PARENTING: Reasons why you should attend PTA meetings

culture

 

As the year comes to an end, you are yet to be invited to the PTA meeting at your child’s school. Carol Beyanga writes about why it’s important for each parent to attend such school meetings

I recently attended a Parent Teacher Association (PTA) meeting on behalf of my parents at my little sister, Ruth’s school. During my school days, we looked forward to this day because it was an extra visiting day and our grub and pocket money would be replenished. And so when I set out to the school that morning, my foremost thoughts were about carrying enough eats for Ruth.

By the time we were done with the meeting though, my perspective had been broadened on the importance of this day. I left exhausted but quite pleased. Here’s what I found out and why I am making sure that I shall attend as many of such meetings when my child/ren start attending school;

How are your monies being used?
This is a good question. Sometimes you find that the school seem to increase the fees every term or you wonder why school X asks for a huge sum compared to school Z. But when you attend a PTA meeting though, you are given reasons as to why the extra Shs100,000 is needed, why more money was spent than planned for and why that bus is not coming yet. Whether the money is being put to good use is another matter but what is important is how the school plans to spend it.

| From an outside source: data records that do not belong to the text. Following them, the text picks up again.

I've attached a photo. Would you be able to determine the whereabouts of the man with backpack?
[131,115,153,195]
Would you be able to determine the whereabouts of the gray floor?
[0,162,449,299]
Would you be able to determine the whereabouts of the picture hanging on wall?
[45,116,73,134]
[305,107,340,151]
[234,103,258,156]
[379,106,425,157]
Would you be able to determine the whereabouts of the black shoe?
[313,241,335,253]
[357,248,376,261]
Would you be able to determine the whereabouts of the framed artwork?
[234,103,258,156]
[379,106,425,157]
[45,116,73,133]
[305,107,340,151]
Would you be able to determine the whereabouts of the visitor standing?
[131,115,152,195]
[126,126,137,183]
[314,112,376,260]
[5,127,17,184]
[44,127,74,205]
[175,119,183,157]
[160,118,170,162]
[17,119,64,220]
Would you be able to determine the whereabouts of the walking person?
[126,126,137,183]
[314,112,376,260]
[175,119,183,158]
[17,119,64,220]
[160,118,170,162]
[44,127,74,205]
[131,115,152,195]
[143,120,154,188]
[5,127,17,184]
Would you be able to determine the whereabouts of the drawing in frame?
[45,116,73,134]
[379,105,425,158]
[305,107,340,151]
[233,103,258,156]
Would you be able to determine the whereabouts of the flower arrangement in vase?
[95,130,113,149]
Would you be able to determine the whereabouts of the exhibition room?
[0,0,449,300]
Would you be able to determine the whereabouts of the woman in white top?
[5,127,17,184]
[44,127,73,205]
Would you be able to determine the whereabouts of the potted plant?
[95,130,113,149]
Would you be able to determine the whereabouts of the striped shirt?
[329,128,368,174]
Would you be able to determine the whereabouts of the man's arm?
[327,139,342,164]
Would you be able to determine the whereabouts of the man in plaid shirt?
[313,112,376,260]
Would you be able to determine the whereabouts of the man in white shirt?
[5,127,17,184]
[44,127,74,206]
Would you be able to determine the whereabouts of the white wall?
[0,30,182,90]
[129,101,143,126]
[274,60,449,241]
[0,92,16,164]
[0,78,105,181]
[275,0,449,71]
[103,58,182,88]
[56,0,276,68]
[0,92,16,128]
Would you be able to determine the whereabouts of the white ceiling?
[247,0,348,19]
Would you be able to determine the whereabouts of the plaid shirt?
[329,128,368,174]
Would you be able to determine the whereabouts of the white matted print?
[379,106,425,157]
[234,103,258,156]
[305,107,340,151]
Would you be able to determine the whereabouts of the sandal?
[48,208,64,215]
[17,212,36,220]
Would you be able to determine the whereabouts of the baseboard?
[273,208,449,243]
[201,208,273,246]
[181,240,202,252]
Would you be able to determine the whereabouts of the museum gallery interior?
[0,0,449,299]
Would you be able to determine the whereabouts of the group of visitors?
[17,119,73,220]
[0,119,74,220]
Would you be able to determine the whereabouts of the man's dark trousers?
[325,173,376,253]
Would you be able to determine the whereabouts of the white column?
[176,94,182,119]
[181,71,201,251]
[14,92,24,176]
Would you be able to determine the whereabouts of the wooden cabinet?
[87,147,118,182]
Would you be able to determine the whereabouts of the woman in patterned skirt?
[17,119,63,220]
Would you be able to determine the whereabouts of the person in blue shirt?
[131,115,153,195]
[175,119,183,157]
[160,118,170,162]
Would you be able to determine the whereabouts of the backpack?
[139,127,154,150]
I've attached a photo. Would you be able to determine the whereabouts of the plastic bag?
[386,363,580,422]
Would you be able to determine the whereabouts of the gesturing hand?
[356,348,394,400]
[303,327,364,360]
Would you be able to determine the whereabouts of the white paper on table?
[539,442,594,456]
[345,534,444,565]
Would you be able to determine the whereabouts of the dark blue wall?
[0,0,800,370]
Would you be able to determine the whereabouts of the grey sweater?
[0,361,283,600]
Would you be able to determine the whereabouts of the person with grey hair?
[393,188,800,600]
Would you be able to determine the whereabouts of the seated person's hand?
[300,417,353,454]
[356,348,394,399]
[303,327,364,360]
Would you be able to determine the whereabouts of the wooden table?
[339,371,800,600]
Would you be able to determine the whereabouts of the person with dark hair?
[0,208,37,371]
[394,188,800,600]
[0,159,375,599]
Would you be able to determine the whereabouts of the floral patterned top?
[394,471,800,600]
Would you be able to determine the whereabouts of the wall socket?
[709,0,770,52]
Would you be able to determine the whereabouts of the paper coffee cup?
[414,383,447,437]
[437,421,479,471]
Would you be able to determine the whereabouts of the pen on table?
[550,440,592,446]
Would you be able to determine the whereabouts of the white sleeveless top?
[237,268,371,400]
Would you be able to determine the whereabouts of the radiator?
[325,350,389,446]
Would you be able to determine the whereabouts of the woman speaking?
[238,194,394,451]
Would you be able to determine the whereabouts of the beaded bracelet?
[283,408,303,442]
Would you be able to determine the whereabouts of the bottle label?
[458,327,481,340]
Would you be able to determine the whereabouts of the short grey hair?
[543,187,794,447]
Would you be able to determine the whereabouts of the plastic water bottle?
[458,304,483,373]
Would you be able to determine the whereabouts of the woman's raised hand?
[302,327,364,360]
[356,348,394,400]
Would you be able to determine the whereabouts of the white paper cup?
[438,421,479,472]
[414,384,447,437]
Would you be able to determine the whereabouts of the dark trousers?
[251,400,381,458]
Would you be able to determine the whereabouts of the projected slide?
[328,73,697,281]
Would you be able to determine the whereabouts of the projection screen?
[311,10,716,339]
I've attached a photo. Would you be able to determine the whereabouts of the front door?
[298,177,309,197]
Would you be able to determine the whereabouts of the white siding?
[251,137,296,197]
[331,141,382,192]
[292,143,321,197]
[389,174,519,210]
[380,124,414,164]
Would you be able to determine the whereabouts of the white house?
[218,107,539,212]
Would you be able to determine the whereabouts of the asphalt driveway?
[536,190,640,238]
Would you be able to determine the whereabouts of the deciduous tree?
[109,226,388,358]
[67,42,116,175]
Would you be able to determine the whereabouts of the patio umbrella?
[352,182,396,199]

Rooting for changes in the school
I found it interesting – almost amazing how the parents in the meeting were able to get the school to change/fix a few things within the few hours we met. One of the pressing issues for some parents was getting a new facility built for the girls. The board and school tried to explain why it might not be easy to do this but the parents were insistent that something be done. At the end of the day, the parents were granted their wish and the facility will be built first. So at a PTA meeting, with the support of fellow parents, you are able to ask and root for changes that you deem important for the wellbeing of your child.

Learn about developments in the school
This might sound obvious, but you need to know certain basics of the school your child is studying in, things such as the history of that school, the principles they live by, the amenities the children are provided and so on. However, there are many things that keep going on during the term that you are not aware of and that your child might not let you know about – perhaps because they feel it is not necessary. If the administration of the school is responsible, they should be able to let you know of any changes in say the curriculum or organisation of the place, the school’s projected performance when it comes to PLE, UCE and UACE among others.

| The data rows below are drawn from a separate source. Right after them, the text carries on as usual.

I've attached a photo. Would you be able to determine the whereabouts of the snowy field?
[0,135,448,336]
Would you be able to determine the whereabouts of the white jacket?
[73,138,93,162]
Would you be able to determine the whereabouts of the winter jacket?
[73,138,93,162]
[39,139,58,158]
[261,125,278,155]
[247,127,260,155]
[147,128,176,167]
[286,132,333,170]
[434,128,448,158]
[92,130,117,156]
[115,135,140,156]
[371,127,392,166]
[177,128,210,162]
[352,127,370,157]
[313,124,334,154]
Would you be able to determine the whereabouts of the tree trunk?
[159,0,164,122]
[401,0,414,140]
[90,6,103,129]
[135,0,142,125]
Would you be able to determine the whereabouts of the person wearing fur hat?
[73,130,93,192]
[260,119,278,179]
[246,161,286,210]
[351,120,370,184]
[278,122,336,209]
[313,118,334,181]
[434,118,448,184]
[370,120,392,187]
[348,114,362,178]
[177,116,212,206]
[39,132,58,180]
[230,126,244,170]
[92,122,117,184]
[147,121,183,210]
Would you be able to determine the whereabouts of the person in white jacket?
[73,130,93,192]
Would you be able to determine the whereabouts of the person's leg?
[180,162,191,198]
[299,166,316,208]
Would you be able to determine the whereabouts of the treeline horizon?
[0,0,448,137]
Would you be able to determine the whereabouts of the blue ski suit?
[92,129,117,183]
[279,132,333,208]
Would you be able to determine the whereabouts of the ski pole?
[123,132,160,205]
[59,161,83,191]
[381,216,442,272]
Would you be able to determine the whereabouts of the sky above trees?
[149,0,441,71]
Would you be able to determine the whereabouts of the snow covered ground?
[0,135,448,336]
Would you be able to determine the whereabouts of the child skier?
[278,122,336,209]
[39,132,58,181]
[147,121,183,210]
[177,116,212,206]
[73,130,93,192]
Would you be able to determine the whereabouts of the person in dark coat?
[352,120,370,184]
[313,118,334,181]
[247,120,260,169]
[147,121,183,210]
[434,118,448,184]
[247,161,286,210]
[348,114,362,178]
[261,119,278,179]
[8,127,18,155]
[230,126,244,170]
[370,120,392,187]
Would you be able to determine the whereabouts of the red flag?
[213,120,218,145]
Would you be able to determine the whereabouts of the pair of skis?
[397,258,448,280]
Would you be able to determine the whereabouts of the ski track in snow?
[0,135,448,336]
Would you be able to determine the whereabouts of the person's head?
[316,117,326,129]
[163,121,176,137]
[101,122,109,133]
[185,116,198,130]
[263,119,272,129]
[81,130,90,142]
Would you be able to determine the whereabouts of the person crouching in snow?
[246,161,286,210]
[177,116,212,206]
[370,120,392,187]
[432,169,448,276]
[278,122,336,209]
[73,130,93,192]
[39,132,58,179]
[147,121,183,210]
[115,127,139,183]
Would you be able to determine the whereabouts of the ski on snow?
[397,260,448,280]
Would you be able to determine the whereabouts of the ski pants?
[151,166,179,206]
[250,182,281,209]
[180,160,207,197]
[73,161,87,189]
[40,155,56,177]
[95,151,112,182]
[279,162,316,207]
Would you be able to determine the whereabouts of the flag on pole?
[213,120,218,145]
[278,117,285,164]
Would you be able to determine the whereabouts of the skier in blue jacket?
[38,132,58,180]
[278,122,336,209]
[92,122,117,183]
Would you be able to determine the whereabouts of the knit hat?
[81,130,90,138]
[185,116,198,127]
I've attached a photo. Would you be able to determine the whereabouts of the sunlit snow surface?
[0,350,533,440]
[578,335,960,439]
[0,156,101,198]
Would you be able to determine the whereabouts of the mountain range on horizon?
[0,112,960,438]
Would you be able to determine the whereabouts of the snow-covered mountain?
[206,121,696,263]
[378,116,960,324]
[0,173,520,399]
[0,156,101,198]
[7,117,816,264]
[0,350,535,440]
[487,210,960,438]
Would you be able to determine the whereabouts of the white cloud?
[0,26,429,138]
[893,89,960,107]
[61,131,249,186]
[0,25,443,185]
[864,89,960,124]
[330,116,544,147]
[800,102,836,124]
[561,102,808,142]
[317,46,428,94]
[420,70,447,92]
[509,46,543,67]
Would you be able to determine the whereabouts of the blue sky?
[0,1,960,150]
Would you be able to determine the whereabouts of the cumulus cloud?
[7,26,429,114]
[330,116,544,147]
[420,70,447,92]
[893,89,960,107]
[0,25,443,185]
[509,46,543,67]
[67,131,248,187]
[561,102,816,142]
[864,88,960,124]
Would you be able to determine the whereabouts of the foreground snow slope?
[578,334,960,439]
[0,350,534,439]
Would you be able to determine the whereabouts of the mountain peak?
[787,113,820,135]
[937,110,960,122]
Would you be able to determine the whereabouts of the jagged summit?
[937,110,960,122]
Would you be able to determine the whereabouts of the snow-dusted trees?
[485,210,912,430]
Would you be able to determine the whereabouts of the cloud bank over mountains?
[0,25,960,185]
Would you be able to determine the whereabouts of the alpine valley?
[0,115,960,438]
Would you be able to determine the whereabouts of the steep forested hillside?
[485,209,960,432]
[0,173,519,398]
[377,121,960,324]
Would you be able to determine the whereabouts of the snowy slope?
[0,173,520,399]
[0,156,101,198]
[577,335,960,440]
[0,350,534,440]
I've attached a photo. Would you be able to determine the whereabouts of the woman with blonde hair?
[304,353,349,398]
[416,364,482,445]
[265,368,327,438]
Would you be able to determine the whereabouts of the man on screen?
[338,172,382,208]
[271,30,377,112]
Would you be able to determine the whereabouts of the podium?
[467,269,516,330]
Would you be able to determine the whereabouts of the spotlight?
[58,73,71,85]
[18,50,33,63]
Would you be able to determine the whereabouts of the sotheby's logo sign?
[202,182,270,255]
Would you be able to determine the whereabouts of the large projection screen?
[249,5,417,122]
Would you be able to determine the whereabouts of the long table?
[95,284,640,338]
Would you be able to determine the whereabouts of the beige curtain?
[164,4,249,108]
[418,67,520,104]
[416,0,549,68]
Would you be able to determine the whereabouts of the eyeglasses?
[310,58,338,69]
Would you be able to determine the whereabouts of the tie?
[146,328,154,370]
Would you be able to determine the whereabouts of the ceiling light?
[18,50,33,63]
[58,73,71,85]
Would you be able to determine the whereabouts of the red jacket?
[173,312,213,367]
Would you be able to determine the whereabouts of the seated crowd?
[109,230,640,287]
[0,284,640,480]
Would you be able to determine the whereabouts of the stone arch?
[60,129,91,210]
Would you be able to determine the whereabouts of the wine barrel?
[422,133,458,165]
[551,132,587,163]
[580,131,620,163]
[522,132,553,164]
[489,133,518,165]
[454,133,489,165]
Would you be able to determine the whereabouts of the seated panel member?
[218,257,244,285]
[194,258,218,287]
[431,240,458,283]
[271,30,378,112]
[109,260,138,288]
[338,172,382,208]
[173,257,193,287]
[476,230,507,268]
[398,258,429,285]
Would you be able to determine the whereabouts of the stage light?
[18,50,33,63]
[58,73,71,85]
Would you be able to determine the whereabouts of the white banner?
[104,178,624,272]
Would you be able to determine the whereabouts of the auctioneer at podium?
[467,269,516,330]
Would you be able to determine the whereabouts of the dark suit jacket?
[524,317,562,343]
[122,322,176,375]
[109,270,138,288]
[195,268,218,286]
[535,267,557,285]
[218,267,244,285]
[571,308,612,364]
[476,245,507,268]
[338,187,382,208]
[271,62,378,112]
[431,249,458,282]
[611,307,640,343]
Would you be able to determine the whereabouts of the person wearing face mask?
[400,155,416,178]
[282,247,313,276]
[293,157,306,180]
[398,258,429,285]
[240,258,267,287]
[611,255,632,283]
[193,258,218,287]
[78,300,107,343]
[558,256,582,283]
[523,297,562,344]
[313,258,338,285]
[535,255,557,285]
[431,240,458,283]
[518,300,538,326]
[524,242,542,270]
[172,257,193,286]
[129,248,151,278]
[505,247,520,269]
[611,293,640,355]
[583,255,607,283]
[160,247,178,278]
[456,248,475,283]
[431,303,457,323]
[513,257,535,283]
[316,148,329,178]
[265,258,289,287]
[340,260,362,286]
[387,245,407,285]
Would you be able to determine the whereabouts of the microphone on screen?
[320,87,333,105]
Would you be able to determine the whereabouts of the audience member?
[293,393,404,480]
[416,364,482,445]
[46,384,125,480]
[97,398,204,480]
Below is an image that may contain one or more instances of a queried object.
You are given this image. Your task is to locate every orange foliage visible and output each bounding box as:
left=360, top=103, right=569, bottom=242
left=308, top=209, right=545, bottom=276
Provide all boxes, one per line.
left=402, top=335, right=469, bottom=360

In this particular PTA meeting, we were told of children who had lost their parents or children the school had lost. The school is a community which you become part of once your child joins it. It is therefore important to know what is happening in it, the big and small things.

Get to meet your child
Then there is of course the obvious, checking on your child after the meeting. Every time I calculate how many months children spend at (boarding) school compared to home, I wince. The ratio is just too wide. It is why I wonder, with all due respect, how a parent can take their child to a boarding school during their primary. A child is forming behaviour patterns and is being shaped and moulded between the ages of birth to 13 years.

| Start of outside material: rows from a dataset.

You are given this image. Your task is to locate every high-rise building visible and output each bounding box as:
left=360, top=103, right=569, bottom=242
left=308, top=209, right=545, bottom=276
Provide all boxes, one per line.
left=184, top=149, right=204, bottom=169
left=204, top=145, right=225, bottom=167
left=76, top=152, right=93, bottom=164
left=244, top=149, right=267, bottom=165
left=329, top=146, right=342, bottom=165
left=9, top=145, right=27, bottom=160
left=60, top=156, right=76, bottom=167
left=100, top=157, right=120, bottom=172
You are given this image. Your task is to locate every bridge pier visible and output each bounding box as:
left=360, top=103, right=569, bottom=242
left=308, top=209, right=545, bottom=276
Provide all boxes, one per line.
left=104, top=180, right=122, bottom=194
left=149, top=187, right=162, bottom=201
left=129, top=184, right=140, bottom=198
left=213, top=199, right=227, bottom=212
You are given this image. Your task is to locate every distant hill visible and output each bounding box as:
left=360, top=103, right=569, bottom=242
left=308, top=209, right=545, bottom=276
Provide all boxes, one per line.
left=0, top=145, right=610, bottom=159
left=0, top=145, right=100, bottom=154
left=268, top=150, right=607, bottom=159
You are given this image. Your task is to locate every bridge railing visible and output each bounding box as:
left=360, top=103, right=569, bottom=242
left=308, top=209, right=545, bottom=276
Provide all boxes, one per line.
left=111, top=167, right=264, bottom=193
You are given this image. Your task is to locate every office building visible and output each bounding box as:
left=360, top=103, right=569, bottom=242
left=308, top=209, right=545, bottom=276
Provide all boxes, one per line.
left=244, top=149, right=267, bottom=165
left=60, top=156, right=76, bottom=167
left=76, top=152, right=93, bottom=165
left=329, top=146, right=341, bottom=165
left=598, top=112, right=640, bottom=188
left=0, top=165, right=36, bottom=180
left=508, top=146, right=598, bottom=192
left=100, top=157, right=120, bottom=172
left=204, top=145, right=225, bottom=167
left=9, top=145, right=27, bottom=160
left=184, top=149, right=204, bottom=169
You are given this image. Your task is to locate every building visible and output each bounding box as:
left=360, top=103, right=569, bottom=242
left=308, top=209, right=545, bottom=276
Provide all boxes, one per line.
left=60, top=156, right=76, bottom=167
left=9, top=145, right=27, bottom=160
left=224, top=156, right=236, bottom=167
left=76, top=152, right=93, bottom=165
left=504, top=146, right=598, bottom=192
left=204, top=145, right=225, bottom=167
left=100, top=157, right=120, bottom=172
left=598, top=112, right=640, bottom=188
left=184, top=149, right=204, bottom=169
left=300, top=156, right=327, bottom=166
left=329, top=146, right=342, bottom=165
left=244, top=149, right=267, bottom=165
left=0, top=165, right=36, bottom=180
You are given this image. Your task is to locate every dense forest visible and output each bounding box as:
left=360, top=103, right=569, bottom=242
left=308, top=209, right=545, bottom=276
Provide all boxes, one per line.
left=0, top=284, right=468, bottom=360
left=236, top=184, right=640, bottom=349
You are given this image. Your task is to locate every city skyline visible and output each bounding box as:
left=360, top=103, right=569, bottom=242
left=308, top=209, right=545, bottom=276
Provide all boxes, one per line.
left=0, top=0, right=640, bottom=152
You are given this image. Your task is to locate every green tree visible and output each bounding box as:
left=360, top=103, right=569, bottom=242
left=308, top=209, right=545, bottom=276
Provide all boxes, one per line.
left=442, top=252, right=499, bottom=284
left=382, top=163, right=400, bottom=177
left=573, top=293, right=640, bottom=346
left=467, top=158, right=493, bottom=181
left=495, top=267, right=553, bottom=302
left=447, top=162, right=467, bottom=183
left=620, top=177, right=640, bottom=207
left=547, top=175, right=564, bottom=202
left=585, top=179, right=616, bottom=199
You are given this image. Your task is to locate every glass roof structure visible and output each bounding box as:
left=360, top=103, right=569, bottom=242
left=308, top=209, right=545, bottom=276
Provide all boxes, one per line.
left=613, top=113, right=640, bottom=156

Leaving them in the hands of teachers, matrons and their peers at this tender age is a matter that should not be taken lightly. That’s why whenever as a parent, you get the chance to visit them, you must.

Find out how they are doing. Have they had malaria? What is the studying like for them? Are they coping well – especially if they are new to the school? Do they have enough pocket money and grub to take them through the next few weeks?
Parents should therefore plan to attend all such days. The importance cannot be overestimated.